Он молчит. Поднимает одно плечо, точно как я. Как… как Варя М.
— Я… Я не знаю, Иван. Я не могу судить. Но похоже, что она лучше. Да, лучше.
Я не понимаю. Не понимаю! Зачем класть на место вилки. Если мы ими потом опять едим.
На свете есть белые шары. И струна до на виолончели.
Они ведь это понимают. Они же не офисные работники, они понимают! Они знают, как можно свою жизнь — в звук. В такой чистый звук, абсолютный, как шар. От которого сигналы идут прямо в космос, напрямую.

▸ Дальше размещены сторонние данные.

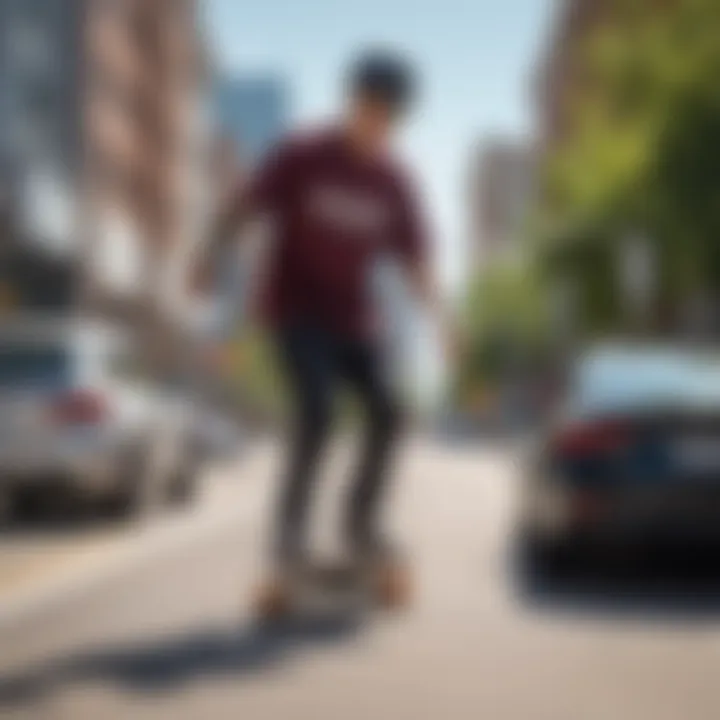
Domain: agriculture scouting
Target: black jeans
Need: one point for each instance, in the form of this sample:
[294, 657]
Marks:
[316, 362]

Кто-нибудь может мне объяснить. При чём тут вилки?!.
Папа открывает холодильник, смотрит в него. И вдруг говорит:
— Ванька, давай сыру пожарим. Будешь?
Ну, как с ним? Ну, как… У меня в голове вот эти шары, а у него — сыр. Он достаёт сковородку…
— Come again! — поёт он тихонько. И дальше про «sweet love», и потом я уже не понимаю.
Джон Дауленд. То есть — у папы в руках сковородка и сыр, а в голове музыка шестнадцатого века. И музыка старинная, и слова… надо погуглить, чего там sweet love у него.
А то у меня только шары. Перекатываются. Стучат там друг о друга… гулко, пусто. И всё.
Но сыр вкусный. Тут уж никуда не денешься, есть такие простые вещи, одинаковые для всех.
Он режет розовый помидор, кладёт на тарелку вместе с сыром.
— Маме отнеси, — говорит. И опять тихонечко поёт.
И я отношу.
Она там лежит в наушниках с закрытыми глазами. Я просто ставлю тарелку рядом и всё. На запах же она должна среагировать?
У Джеффа баскетбол. Вот не понимаю — в чём счастье? Идти прыгать, прыгать, сталкиваться плечами — чтобы забросить мячик в корзинку. И что там дальше, слава, да? Ведь он играет не потому, что ему нравится прыгать. Я просто вижу, что Джефф играет в «крутого парня». Поэтому мой друг, лучший друг Женя из детского сада, и стал сначала Джеком, а потом и Джеффом. И тренируется каждый вечер, научился попадать в корзину с любых точек, рисует какие-то графики… упёртый. Добился, чтобы взяли в баскетбольную команду к старшим классам. Даже вырос на две головы, вот же человек, чего может, если захочет.
Я не против, пусть играет хоть в баскетбол, хоть в Джеффа-крутого-парня. Крутые парни нравятся девочкам. Да? Или нет?
Я спросил Варю, нравится ли ей Джефф.
— Тебе зачем? Это он тебя попросил?
— Да нет, у меня свой интерес. Чисто антропологический.